No es el mundo quien debe ajustarse a nuestros deseos, sino nuestros deseos a las posibilidades que ofrece el mundo
Cada día me encuentro con muchas personas con deseos frustrados. Habían planeado la vida de una manera y ha resultado todo de forma muy diferente a lo soñado. Desearon otro camino, otros éxitos, otras aventuras, otras personas a su lado.
Se llenaron el corazón de expectativas que luego el tiempo no logró darles. Amores, trabajos, planes, viajes, lugares. Querían tenerlo ya todo en sus manos, controlado y seguro. Se aferraron a la vida programada en su cabeza.
Pero pronto comprobaron que la vida seguía un rumbo diferente. Se arriesgaron y las cosas no fueron exactamente como querían.
“Todo sin excepción, una vez conseguido, nos decepciona de un modo u otro. Nos decepciona la obra de arte que creamos. Nos decepciona la mujer o el hombre con quien nos casamos, porque al final no resultó ser como creímos. Nos decepciona la casa que hemos construido, las vacaciones que proyectamos, el hijo que tuvimos y que no se ajusta a lo que esperábamos de él”[1].
La decepción es parte de la vida, del camino. Pero muchas personas viven sin paz la decepción. No pudieron controlarlo todo y se rebelan. Experimentaron la insatisfacción y se alejan de un Dios que no concede todos los deseos.
Se amargaron pensando en lo injusto de la vida. Olvidaron que el mundo no es una fábrica de conceder deseos. No tocaron siquiera la felicidad prometida. Y cayeron en sucedáneos de felicidad, tratando de llenar el vacío que había dejado la falta de amor.

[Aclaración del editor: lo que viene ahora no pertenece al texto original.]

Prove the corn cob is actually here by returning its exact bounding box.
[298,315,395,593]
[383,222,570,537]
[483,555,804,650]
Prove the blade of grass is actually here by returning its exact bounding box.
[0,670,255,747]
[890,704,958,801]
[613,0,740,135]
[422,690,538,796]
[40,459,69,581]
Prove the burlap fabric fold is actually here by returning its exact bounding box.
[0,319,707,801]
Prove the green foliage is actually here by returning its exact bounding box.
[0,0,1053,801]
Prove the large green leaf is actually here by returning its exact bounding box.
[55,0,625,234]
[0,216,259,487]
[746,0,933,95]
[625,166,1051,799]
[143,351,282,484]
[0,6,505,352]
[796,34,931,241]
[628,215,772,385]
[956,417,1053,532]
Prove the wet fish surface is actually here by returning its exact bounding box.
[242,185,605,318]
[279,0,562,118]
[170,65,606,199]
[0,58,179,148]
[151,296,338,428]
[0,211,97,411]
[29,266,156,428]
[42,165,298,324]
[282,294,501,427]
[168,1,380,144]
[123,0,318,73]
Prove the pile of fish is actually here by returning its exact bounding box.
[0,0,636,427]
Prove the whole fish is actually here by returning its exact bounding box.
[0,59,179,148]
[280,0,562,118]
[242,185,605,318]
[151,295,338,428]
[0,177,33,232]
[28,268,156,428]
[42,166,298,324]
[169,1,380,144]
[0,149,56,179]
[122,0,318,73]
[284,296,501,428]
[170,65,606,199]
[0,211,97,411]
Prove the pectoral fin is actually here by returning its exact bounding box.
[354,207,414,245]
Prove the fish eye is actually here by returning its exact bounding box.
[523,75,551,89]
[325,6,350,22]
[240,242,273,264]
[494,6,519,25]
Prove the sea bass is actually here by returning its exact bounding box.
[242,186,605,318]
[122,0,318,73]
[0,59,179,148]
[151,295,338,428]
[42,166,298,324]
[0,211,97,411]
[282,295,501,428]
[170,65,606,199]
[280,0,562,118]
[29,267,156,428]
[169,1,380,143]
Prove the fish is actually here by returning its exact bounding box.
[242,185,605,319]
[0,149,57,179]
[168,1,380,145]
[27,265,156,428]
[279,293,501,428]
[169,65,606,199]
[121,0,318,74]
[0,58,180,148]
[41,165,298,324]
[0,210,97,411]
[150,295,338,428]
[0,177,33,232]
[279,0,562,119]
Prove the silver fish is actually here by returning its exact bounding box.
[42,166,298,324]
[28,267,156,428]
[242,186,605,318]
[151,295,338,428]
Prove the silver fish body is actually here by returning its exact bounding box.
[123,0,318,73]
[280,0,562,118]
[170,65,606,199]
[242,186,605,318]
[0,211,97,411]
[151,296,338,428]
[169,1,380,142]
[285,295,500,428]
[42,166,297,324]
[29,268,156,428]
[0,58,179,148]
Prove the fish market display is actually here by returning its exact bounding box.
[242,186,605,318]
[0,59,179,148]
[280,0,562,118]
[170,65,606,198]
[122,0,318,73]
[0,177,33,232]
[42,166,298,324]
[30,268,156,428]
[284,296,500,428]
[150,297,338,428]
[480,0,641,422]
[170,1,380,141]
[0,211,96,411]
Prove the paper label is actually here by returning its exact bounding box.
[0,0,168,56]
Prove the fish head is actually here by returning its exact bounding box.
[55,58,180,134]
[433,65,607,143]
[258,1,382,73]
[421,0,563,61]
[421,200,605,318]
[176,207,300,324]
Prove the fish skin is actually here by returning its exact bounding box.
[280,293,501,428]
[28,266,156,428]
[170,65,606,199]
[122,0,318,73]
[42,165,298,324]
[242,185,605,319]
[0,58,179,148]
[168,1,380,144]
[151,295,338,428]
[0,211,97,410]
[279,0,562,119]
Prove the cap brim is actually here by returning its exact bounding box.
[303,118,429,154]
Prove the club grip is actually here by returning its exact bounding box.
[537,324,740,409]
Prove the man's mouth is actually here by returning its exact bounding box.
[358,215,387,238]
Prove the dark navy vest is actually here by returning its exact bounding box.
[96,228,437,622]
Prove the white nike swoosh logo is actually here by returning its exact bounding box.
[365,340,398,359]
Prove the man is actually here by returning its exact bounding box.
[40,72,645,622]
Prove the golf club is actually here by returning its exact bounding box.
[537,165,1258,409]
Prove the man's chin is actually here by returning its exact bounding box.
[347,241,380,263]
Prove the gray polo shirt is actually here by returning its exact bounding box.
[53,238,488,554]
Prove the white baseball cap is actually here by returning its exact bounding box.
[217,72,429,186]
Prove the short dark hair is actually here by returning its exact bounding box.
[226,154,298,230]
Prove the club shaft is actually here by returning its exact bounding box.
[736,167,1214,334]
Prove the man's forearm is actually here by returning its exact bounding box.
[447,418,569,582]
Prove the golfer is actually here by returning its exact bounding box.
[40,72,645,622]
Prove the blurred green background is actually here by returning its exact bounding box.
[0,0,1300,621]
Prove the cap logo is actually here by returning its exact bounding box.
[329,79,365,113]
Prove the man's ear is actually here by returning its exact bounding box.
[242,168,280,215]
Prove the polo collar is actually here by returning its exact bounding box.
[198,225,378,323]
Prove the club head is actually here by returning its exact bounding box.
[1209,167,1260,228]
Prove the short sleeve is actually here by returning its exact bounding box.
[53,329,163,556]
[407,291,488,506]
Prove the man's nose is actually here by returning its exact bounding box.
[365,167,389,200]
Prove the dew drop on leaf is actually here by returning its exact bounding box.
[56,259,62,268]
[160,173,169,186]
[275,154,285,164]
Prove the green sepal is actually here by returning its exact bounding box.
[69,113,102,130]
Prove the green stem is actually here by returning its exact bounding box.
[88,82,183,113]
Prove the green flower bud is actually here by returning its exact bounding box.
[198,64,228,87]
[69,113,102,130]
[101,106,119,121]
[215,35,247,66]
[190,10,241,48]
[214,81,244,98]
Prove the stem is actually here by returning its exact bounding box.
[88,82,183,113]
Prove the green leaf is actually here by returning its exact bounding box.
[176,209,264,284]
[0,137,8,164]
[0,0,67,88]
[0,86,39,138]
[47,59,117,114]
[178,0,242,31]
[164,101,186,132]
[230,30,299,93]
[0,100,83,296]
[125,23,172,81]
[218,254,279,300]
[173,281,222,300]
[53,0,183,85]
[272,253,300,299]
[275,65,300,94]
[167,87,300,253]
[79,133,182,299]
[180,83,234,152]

El otro día leía: “Vivo con un profundo estado de insatisfacción que durante años he tratado de llenar con las compulsiones sexuales, que por el contrario, me han ido dejando más vacío y con más sentimiento de culpa, por no hablar de las consecuencias negativas con mi esposa”[2].
Vidas perfectas, aparentemente llenas. Pero por dentro rotas y vacías. ¡Cuántas personas que no saben llenar el corazón con la vida que Dios les ha dado, con las circunstancias que les ha tocado vivir! ¡Cuánta frustración y cuánto desengaño!
Y la insatisfacción que provoca querer llenar los vacíos en los lugares equivocados. ¡Cuántas dependencias insanas! ¡Cuántas adicciones que le quitan la paz al alma! Vivimos enganchados a sucedáneos que no nos hacen felices.
Decía san Juan XXIII: “Sólo por hoy me adaptaré a las circunstancias, sin pretender que las circunstancias se adapten todas a mis deseos”.
Nos cuesta mucho adaptarnos a la realidad. No dejar de soñar, porque eso no es lo que queremos. Sino saber que a veces se gana y a veces se pierde. Y no siempre llegamos a la cima que pensábamos alcanzar.
Nos arriesgamos al comenzar a vivir de verdad. Porque la vida tiene sus riesgos: “La vida es un viaje espléndido, y para vivirla sólo hay una cosa que debe evitarse: el miedo. La vida es todo menos segura, pese a nuestros absurdos intentos para que lo sea. O se vive o se muere, pero quien decida lo primero debe aceptar el riesgo”[3].
El miedo a vivir, el miedo a sufrir, puede hacer que no arriesguemos. Nos puede encerrar en nuestras cuatro paredes, por miedo a perder la vida. Nos puede hacer conformistas. Nos puede limitar a lo que ya conocemos, para no arriesgar, para no perder.
Es fácil perder. Y nos duele el fracaso. La decepción, la frustración, la insatisfacción nos pueden paralizar. ¿Qué hacemos con los miedos que no nos dejan volar? ¿Qué hacemos con los sueños que un día nacieron en el corazón? ¿Nos conformamos con una felicidad embotellada, con sucedáneos de vida plena?
También conozco a personas que encontraron en Jesús la respuesta a sus búsquedas frustradas. Desearon, soñaron, buscaron, arriesgaron y no encontraron. Vencieron el miedo y se la jugaron.